Иногда, говорят, обстоятельства сами идут к тому, кто их ищет. Однажды я ехал в трамвае домой — возвращался с пляжа. Был конец августа, и лето, словно желая, чтоб его помянули добром, изливало на город совершенно тропическое тепло. В вагоне — ни ветерка. Пахнет банно распаренными телами. Немилосердно протискиваются, вопреки правилам, назад какие-то бойкие парни, втыкают в бока острые локти. Едва прошли, взвился испуганный крик:

— Куда ты? Куда лезешь? Давай деньги! Нет... Нет... Погоди... Куда! Кошелек давай! Нет... Держите его, мужчины! Держите вора!.. Он... он... Деньги вытащил! Держите!..

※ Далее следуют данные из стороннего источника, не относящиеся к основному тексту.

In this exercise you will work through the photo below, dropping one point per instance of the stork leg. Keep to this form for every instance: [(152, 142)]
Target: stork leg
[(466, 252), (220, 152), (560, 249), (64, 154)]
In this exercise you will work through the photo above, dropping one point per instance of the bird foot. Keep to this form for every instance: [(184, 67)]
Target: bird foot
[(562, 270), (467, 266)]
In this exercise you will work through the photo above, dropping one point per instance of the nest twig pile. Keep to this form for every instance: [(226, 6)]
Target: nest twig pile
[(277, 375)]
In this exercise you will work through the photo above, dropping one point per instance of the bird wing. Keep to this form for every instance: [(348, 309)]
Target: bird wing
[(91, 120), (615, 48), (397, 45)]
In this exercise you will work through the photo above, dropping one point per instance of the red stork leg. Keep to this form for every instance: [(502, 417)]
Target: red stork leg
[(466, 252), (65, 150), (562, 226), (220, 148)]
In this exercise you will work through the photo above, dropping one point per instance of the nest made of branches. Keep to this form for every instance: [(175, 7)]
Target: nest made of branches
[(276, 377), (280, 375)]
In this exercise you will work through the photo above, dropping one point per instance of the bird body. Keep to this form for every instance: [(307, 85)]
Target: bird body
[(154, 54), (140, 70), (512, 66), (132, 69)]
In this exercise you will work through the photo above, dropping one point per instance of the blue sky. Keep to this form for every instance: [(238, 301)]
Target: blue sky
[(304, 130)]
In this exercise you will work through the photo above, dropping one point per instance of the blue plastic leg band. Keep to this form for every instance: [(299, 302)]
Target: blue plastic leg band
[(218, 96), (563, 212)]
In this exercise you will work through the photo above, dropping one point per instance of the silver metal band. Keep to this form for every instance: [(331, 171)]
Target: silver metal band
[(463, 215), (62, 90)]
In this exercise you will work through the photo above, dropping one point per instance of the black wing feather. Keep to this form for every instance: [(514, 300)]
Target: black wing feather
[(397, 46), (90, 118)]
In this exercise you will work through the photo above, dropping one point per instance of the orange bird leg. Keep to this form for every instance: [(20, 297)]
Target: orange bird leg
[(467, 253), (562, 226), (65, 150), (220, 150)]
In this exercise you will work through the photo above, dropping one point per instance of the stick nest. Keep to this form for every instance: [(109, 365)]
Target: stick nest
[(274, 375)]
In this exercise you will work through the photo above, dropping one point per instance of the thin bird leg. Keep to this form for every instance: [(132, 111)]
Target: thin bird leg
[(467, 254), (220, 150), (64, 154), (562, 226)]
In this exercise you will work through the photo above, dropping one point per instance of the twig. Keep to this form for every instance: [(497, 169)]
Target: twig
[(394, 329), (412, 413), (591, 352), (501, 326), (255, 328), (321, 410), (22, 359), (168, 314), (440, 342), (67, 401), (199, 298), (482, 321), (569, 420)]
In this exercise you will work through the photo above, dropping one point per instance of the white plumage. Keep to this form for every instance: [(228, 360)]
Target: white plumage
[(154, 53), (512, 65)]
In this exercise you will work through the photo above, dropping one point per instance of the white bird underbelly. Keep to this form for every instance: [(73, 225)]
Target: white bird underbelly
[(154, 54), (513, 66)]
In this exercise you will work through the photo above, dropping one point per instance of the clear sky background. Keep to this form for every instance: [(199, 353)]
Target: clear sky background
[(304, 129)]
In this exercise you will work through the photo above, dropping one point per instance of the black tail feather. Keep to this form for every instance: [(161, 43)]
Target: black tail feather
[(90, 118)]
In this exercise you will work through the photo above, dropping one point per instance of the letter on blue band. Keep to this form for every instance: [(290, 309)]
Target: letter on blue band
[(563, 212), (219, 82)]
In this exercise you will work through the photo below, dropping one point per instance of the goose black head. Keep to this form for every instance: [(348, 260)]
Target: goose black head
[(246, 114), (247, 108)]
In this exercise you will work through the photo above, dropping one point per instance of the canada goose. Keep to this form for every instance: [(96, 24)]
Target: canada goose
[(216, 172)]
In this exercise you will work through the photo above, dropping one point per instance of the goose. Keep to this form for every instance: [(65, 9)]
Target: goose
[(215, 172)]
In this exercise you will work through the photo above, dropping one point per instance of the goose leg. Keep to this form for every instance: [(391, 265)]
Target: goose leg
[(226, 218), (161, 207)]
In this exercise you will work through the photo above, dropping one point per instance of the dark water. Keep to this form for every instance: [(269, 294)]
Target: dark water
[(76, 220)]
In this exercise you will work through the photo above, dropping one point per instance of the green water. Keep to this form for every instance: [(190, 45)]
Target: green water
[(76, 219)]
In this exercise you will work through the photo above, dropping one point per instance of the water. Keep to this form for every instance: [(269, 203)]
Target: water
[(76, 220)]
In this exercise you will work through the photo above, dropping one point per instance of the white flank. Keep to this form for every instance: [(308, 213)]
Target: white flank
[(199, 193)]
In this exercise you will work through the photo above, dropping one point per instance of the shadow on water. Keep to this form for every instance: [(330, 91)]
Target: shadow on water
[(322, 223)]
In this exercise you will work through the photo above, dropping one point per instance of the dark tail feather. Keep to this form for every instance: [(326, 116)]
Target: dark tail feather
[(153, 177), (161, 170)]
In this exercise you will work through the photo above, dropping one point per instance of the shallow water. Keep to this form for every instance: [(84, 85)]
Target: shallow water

Обернувшись, насколько было можно, я увидел на задней площадке мелькнувшее темное лицо. «Орлов!» — чуть не вскрикнул я. Но его уже скрыли головы и спины, а может быть, он нагнулся, зато теперь я увидел почти рядом белое, несчастное лицо отчаянно вырывающегося Нечесова...

— Пусти! Ты... ну... — бормотал он, дергаясь и отбиваясь.

Но женщина остервенело ухватилась за него, держала крепко, а сзади уже прихватывали чьи-то сильные мужские руки.

— Ах ты ворюга!..

— А я слышу — лезет...

— Остановить бы вагон!

— Да сейчас остановка!

— Попался, голубчик... Ишь ты какой — молодой, да ранний!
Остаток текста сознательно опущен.